The government is to open free trade agreement talks with the Gulf Cooperation Council, in a move it has claimed could bring “significant benefits for British farmers and producers”, if successful.
Visiting Saudi Arabia, a key market for the UK arms industry, trade secretary Anne-Marie Trevelyan this week said the prospective deal had “the potential to support jobs from Dover to Doha, growing our economy at home, building vital green industries and supplying innovative services to the Gulf”.
The FTA, if agreed, should “further strengthen bilateral economic relations and our strategic partnership”, Trevelyan added.
Negotiations will kick off later this summer, according to a joint UK-GCC statement, and will follow the start earlier this year of FTA talks between the UK and India and the more recent announcements by the UK government of similar discussions involving Mexico and Canada. FTAs were agreed last year with Australia and New Zealand, though these have been questioned by British farmers, who said they could see the UK flooded with agricultural imports.

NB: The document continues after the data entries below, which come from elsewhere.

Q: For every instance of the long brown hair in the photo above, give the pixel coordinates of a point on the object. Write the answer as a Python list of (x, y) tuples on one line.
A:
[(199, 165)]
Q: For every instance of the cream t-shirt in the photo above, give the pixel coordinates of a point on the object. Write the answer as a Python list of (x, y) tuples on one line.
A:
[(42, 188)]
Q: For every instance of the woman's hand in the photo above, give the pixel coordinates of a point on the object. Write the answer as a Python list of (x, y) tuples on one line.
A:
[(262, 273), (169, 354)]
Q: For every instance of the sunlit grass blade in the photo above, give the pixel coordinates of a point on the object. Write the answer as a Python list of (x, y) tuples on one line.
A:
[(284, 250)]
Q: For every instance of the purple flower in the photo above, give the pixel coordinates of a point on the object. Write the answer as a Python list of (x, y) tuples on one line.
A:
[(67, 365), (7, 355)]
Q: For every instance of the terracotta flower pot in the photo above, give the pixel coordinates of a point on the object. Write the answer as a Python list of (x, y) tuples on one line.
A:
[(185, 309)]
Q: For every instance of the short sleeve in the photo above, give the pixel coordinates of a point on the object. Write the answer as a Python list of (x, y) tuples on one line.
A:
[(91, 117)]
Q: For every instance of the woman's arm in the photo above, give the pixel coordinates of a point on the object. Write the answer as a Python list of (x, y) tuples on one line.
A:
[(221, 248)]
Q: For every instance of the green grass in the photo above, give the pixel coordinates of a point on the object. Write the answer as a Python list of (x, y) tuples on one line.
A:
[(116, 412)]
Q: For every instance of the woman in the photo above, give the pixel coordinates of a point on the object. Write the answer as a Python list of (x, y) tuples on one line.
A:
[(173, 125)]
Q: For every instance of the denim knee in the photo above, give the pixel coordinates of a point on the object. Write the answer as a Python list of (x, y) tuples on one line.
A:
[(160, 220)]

Taken together, oil-rich Bahrain, Kuwait, Oman, Saudi Arabia, Qatar and the United Arab Emirates add up to what would be the UK’s seventh-biggest export market. Any deal could be worth £1.6bn to the UK economy, the government said, in part as the region is “highly dependent on imported food”.
The six GCC states are among the world’s wealthiest, meaning, according to the UK government, the region is already a lucrative market for UK exporters. “Consumers in the Gulf have significant purchasing power and huge appetite for UK products and services,” the Department for International Trade said.
The Food and Drink Federation’s international trade head Dominic Goudie said the industry body welcomed the UK-GCC FTA talks, which he said ”presents substantial growth opportunities for our industry”.
”The UK’s strength in quality branded production and new product development means there are strong untapped export opportunities, particularly for value-added food and drink”, Goudie added.
British food and drink exports to GCC countries were worth £625m last year, the department said, with the potential for more as a trade deal “could significantly reduce or remove tariffs on UK food and drink exports”, listing the potential for duties to be slashed on the region’s imports of British cereals, chocolate, biscuits and smoked salmon.
Gulf nations rely heavily on both agriculture export powerhouses Ukraine and Russia for cereals and grains such as wheat, of which the UK is a mid-sized producer and exporter.
While Russia is set to retain its spot as the world’s biggest wheat exporter this year, according to US government projections, Ukraine has struggled to export its vast stockpiles of wheat due to the Russian invasion and blockade of Black Sea ports such as Odesa, which Ukraine has also mined.
Ukraine’s harvest is set to be down by 20%-30% this year due to the war, with swathes of farmland occupied by invading soldiers and with Ukrainian farmers fighting in their country’s military.